One of the consequences of the Vietnam War was a rescission of micromanagement in leadership. Inappropriate applications of special forces had squandered too many talented people, so recon teams directed that commanders could either tell them what to do or how to do it, but not both. After being alerted with a Warning Order, the designated team would study their options, and report a brief-back on the procedure to be followed. This helped prevent mistakes, and improved operational security. Once the team was launched, it was usually beyond conventional assistance, so milcraft was premium. Getting there is crucial, but getting all the garnered intel back is even more critical. If the patrol is covert, then exfiltration can be more significant than infiltration. The whole point of being the point is not just to lallygag in the enemy's backyard; but to give the policy-makers enough information so they can point the way for further productive missions.
Once on their patch of ground, the recon team moves very slowly and carefully. They stop frequently to look around and listen out. The pointman can't worry about pace or speed ... he must concentrate on being undetected and unnoticed. They search for enemy sign or movement, so they'll reach their objective. The pointman can't worry about direction ... the team's slackman serves as navigator. They break a trail through their area without disturbing the terrain ... they want to leave as little sign as possible of their passage for discovery by counter-recon trackers. The pointman can't worry about the back-trail ... the team's dragman serves as rear security and route sterilizer.

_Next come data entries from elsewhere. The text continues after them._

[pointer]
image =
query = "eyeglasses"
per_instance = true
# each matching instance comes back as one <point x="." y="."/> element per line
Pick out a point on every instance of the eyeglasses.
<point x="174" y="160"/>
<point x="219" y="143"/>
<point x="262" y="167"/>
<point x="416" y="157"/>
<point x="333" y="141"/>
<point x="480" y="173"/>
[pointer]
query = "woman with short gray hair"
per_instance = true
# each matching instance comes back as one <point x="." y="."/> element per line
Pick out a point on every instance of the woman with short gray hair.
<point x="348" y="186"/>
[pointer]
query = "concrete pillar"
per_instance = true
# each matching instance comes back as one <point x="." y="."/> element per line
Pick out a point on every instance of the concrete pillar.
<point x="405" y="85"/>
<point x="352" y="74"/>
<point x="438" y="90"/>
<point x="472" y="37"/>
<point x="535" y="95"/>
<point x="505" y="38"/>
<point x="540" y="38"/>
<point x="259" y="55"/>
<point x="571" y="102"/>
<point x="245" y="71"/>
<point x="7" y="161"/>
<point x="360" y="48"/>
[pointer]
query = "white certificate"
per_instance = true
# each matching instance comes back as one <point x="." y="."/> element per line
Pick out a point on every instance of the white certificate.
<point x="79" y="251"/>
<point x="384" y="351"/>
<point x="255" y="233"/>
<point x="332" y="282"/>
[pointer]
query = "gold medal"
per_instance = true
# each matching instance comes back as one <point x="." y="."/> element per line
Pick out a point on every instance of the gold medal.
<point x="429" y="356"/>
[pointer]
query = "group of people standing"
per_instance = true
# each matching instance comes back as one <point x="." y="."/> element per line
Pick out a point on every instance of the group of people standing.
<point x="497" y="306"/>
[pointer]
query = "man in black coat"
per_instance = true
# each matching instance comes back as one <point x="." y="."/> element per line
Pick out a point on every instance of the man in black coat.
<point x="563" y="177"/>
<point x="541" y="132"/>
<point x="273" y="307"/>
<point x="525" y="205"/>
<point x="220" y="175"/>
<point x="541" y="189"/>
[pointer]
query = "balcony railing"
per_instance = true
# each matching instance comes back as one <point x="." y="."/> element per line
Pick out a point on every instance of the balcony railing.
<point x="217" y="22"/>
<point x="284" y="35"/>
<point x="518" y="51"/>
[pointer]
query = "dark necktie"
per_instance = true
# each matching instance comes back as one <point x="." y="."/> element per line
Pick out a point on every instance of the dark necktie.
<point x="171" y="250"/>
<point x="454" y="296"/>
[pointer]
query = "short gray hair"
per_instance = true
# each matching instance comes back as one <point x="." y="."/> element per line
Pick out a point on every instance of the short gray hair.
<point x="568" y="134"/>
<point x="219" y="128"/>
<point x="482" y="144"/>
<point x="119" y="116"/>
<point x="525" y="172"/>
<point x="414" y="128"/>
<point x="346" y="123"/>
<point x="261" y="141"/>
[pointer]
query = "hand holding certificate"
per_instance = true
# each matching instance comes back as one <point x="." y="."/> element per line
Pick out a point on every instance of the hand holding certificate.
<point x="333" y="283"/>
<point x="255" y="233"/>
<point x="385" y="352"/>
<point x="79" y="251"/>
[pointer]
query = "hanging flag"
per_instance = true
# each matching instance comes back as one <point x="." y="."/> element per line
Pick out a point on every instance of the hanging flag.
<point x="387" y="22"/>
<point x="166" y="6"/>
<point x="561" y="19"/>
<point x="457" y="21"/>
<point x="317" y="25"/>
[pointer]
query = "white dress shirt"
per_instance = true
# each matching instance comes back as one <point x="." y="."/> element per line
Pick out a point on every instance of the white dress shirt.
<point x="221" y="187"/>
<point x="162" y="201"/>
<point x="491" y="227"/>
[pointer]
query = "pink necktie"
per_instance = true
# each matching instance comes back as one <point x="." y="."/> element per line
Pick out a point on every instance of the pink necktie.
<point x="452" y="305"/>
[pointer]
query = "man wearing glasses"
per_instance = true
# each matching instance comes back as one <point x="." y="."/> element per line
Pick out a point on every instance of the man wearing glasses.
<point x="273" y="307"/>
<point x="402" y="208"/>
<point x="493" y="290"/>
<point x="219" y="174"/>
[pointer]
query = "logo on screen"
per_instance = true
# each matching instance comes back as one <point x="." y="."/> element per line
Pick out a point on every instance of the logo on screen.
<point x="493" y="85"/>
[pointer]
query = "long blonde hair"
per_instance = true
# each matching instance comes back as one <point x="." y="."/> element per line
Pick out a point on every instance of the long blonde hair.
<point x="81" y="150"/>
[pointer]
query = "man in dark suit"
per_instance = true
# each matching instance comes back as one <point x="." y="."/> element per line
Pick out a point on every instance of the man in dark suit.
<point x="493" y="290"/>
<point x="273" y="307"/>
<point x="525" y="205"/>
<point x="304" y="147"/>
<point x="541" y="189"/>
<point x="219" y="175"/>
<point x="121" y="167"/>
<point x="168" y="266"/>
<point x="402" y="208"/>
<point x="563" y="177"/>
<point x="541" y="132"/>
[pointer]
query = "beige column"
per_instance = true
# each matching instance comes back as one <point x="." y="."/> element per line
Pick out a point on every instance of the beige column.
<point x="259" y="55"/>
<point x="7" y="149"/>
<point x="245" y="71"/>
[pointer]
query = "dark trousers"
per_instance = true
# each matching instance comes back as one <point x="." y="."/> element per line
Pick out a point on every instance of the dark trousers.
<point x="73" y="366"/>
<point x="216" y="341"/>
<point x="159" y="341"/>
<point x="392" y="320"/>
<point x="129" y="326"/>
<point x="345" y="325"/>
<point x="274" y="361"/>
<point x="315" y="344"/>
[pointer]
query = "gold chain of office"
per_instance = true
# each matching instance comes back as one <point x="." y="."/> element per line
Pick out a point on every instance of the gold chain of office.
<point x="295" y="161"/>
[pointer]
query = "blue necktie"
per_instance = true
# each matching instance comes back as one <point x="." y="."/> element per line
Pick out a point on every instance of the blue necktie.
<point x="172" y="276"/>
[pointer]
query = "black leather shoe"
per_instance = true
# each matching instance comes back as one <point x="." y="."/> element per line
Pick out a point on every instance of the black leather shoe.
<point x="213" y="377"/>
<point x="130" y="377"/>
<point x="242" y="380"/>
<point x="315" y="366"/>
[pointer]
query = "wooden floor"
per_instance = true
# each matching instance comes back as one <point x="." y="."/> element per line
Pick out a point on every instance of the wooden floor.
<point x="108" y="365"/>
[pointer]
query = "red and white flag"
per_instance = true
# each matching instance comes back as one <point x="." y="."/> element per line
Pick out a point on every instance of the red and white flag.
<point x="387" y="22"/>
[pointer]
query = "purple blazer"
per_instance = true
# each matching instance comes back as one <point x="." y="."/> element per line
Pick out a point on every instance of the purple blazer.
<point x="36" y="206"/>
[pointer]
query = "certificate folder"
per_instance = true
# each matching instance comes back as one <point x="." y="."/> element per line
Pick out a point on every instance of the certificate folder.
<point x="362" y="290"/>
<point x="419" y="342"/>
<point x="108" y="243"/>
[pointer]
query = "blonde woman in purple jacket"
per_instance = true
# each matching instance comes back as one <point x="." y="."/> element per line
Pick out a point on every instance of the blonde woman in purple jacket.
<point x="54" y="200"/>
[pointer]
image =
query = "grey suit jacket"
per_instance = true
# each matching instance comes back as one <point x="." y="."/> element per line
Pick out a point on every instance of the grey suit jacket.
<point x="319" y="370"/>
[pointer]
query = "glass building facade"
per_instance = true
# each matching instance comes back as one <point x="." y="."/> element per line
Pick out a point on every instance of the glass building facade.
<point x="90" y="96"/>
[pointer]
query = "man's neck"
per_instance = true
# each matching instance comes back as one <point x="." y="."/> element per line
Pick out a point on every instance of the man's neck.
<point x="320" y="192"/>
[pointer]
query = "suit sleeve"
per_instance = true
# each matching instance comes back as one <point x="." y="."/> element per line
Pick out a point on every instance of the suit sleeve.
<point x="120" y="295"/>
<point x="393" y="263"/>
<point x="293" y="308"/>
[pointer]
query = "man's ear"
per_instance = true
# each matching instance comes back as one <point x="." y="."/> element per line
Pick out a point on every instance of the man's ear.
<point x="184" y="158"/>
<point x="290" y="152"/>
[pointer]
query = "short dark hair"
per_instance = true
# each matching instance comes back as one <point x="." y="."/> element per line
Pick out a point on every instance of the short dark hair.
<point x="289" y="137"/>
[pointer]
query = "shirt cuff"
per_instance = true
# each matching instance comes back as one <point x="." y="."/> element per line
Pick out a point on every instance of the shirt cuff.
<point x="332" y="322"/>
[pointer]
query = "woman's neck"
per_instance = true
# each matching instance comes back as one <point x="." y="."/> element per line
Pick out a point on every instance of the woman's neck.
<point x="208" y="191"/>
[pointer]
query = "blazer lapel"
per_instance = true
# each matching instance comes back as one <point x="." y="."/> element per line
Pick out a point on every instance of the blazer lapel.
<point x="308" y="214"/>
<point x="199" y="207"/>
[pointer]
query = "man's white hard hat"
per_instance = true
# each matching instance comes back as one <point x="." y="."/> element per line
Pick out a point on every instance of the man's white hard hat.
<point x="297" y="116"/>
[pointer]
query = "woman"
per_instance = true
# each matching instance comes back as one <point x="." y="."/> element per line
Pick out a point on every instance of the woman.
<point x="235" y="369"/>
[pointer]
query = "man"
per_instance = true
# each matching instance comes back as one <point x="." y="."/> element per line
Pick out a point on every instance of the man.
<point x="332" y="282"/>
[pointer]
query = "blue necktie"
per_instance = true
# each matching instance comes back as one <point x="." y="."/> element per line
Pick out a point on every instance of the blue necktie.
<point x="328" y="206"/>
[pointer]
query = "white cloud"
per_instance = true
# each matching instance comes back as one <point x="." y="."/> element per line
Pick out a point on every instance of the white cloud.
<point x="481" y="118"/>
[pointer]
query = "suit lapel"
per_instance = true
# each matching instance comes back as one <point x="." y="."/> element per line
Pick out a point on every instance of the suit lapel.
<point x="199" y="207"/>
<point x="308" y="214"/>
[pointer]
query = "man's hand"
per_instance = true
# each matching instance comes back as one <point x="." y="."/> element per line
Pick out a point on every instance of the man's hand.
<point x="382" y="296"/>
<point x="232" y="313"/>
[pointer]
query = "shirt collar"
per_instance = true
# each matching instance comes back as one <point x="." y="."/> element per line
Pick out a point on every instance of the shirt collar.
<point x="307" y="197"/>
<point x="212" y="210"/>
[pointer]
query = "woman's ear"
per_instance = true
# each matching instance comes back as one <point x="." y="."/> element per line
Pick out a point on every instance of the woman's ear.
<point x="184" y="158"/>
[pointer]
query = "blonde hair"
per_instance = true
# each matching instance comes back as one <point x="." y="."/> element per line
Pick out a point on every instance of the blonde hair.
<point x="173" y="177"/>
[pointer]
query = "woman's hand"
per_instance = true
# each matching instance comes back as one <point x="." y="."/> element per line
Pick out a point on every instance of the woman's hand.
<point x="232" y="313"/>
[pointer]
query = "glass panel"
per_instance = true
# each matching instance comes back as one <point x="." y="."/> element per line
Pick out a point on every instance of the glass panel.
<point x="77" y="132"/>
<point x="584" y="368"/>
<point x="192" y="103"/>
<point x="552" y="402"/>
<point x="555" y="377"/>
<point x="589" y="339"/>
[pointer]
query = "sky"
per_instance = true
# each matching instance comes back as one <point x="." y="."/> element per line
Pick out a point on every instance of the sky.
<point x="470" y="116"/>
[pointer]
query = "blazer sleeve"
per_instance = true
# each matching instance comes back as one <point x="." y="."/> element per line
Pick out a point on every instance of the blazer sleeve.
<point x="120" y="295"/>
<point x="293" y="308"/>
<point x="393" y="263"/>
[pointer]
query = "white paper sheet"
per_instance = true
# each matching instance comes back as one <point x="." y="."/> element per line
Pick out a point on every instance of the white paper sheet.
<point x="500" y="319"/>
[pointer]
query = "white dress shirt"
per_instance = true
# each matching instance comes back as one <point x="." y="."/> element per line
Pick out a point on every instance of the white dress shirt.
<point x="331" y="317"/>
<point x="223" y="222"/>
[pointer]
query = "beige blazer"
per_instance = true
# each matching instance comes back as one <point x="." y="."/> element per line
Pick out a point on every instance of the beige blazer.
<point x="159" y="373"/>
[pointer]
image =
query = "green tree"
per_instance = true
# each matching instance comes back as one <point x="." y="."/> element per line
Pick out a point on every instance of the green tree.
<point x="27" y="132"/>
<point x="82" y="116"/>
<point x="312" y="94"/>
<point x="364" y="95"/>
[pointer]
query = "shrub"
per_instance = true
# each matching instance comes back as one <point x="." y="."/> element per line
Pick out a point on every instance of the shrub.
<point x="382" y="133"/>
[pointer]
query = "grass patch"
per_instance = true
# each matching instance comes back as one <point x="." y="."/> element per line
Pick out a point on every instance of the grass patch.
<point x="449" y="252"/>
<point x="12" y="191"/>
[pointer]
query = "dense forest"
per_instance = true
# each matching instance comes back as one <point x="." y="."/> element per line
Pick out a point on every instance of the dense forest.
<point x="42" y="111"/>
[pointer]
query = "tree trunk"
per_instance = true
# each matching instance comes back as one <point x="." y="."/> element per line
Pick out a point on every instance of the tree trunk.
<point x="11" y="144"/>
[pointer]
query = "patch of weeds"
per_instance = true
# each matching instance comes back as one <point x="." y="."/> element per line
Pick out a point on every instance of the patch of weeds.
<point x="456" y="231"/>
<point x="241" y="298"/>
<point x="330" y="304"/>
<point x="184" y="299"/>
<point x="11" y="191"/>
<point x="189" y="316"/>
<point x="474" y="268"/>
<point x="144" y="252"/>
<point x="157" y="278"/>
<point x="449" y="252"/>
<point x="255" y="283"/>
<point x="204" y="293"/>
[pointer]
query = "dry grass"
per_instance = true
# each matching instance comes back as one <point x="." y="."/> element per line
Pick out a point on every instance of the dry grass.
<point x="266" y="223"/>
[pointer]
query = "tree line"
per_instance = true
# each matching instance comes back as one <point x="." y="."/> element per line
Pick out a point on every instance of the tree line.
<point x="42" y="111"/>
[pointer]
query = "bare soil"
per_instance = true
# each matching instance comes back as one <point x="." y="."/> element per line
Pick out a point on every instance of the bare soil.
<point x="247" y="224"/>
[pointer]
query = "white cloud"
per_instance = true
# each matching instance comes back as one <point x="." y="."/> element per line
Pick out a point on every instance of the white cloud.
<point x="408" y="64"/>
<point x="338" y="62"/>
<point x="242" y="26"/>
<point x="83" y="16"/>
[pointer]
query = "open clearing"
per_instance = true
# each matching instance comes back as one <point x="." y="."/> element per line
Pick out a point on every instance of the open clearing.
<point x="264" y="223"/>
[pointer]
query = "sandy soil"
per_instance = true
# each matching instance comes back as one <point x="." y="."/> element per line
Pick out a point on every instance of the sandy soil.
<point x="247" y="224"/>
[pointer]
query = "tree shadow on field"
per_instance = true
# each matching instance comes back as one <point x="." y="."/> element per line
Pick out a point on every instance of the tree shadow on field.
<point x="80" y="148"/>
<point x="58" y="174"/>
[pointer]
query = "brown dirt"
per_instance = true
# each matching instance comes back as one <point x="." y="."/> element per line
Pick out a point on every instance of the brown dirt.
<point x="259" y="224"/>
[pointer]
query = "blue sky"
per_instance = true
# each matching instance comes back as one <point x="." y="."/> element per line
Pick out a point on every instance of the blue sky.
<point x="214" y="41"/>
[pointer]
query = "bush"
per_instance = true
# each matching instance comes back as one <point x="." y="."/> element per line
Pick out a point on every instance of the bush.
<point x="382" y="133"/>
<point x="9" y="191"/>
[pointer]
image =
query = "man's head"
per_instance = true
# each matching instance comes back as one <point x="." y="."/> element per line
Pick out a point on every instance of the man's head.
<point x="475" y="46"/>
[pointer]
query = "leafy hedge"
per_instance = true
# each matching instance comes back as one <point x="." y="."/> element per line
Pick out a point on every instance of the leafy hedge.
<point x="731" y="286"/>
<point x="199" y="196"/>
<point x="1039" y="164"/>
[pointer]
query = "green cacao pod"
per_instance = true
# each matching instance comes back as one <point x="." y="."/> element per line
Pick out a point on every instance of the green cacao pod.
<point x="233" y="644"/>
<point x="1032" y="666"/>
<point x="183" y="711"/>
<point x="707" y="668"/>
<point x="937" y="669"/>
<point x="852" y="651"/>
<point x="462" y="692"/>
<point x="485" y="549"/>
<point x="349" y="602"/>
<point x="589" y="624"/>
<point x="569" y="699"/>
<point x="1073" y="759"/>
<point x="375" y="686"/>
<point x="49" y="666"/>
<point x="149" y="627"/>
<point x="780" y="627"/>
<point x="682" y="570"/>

The process of lightfooting their way into unknown land is both a physical and emotional ordeal. The pointman will check the ground before taking a step, will examine foliage for tampering, will look overhead for traps or giveaways. Each member will scope his zone, and overlap with his cohorts. Each act will be repeated thousands of times, and it must be as fresh as the first time every time it's executed. Casualties occur and missions fail when teammates look without seeing. Members will only communicate with hand-signals or finger-talk, because there's nothing in the wilderness more unnatural than speech. At irregular intervals, they'll buttonhook to clear their back-trail, and to ambush any trackers. Each evening they'll scout a Remain Over-Night position, and fallback to it only when fully dark. Rally points will be designated so the team can reassemble if they become separated during detection. If they're surprised by ambush, they'll break contact and evade. They can survive indefinitely without resupply. Escape is just another form of surreptitious walking.
Reconnaissance demands superior physiology and abnormal fitness, but the specimen applicants invariably exhibit marked altruism. Some want to be the surety against perils, to be the catcher in the rye. Some want to be the guardians of expertise, to be the soldier priests who preserve the true faith and allegiance. Being pointman is not just taking the lead in the right direction, it's walking the shadow-line, so everyone who follows will have a better chance in the Valley of Death.